On the top shelf are 5 chameleon cages. From left to right: Anastasia, 1 year old(female Oustalet's chameleon), Mystique, had for 1 year(rescued Veiled chameleon), Wolverine, had for over a year (rescued Veiled chameleon), Smeagol, had for 6 months(rescued Veiled chameleon), 1 1/2 month old baby Veiled chameleons. Bottom row from left to right: Baby(hatchling) rescued alligators, Mrs Stripe, had for 4 years(White Lined gecko), Daisy, had for 4 months(Axolotl), Andy, 5 months old(rescued baby Savannah monitor).

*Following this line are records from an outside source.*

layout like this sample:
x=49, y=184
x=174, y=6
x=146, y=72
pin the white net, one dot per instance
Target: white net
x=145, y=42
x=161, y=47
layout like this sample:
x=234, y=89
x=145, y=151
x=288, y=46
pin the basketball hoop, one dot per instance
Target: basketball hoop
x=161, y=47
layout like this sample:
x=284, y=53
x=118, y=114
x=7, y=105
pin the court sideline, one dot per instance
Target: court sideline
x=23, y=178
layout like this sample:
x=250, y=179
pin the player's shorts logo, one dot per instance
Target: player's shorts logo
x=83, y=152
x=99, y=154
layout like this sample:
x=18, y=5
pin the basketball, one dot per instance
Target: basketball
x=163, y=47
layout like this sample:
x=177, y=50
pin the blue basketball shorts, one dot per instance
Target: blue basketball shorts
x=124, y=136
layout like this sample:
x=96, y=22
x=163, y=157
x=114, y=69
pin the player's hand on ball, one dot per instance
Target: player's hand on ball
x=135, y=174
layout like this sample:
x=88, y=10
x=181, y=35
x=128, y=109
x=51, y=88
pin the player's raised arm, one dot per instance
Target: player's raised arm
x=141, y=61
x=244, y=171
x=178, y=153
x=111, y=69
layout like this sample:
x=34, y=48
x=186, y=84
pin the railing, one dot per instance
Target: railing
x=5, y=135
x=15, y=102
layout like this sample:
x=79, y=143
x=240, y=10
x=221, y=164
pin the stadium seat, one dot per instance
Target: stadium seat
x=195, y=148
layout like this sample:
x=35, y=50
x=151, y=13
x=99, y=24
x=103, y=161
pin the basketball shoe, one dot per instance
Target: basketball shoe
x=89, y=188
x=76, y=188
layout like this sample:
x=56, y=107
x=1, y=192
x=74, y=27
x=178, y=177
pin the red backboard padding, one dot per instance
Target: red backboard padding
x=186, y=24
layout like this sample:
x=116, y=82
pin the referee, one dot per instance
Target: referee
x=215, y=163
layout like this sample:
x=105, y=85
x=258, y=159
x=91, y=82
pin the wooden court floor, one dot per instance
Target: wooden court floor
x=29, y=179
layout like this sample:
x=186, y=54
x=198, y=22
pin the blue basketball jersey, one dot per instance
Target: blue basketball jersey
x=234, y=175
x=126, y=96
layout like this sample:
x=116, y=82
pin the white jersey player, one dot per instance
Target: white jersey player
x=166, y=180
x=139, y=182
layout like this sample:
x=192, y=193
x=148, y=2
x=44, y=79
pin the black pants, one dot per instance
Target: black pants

This is my corner/work station:) All my supplements, crested gecko diet, shed ease, water conditioner, fruit fly cultures and bottled water are on the window sill. On the desk is a rescued baby Chinese Fire bellied Newt (had for 3 months) and a picture of my Cuban Knight anoles. On the wall is a dry erase board with all my reptiles and what they eat and how much they eat weekly. The other is a dry erase calendar with dates of hatching, laying, vet appointments, start and finish of medications, supplementation dates and when I check reptile eggs. I also put on there any important dates relating to reptiles or events I have scheduled about reptiles. Below the calendar is a bag full of my daughter's snake's sheds to keep track of his growth. In my desk and on the side shelves are reptile magazines and books. I also keep records of my reptiles, rescued reptiles and research in my notebook and any other paper work related to reptiles. On the side that you cannot see is where I keep UV lights, basking bulbs and hatchrite. In the closet next to the desk(not pictured) is where I keep spare cages, reptile supplies and my egg laying bin/trashcan for the chameleons.
On this wall are my Crested gecko bins. Some are rescues and some are not, ages ranging from 9 years to 8 months old. Each bin has 1 adult/juvie crested gecko in it. These are the equivalent of a 15-20 gallon tank. They have holes drilled all the way around the top, a cave/shelf, egg laying box(for the females), leafy vines and lined with newspaper for easy clean up. Each lid is marked with that geckos name. On top of these bins are their babies kept in small kritter keepers. In each kritter keeper are leafy vines and lined with paper towel or newspaper. Usually there are 2 baby crested geckos in each one as there are 2 babies in a clutch. Next to this is my Cuban Knight anole cage, ages 4 1/2 years. This tank is decorated with live plants and a lighted waterfall. Above their cage is my lizard playground:) This vine and plant are hung from my ceiling and all the aboreal lizards I have love to climb on it. Next to the Cuban Knight anole cage is a plastic container full of Crested gecko eggs in Hatchrite. Next to them is the bag I use to dust insects and feeding tongs. On the floor next to this is my cricket bin where I store live crickets and gut load them tons of good fruit and veggies. Under the table is first my lobster roach tank and then my superworm kritter keeper where these are also gut loaded before feeding. The full bathroom(next to this on the right not pictured) is where I clean cages and keep medications that can be kept at room temps. I also keep my reptile scale, syringes and extra feeding bowls in there.
From left to right on the top: Ariel & Sebastian (Tokay geckos) one was rescued, over a year old and the other I've had for 6 months, Mr Stripe, had for 4 years (White Lined gecko), Gambit & Rogue, had for 1 year(Giant day geckos). On the bottom is Blue, had for 5 months (rescued Blue Tongue skink). On the floor to the left is my sprayer I use to water the reptiles in the basement.
On this wall is a small tank with a rescued baby(hatchling) Yellow Bellied slider turtle. Under his tank is a heated kritter keeper I had to dry dock him in because he had shell rot. Next to it is the silver sulfa ointment I had to use on his shell. In the corner is a young male Oustalet's chameleon, 1 year old I haven't named yet. Behind the dark leather chair is a room humidifier I keep running down there for all my humid loving herps!
I always get in new rescues so my collection is always changing as new ones come and old ones get adopted out.

And that concludes the tour, come again!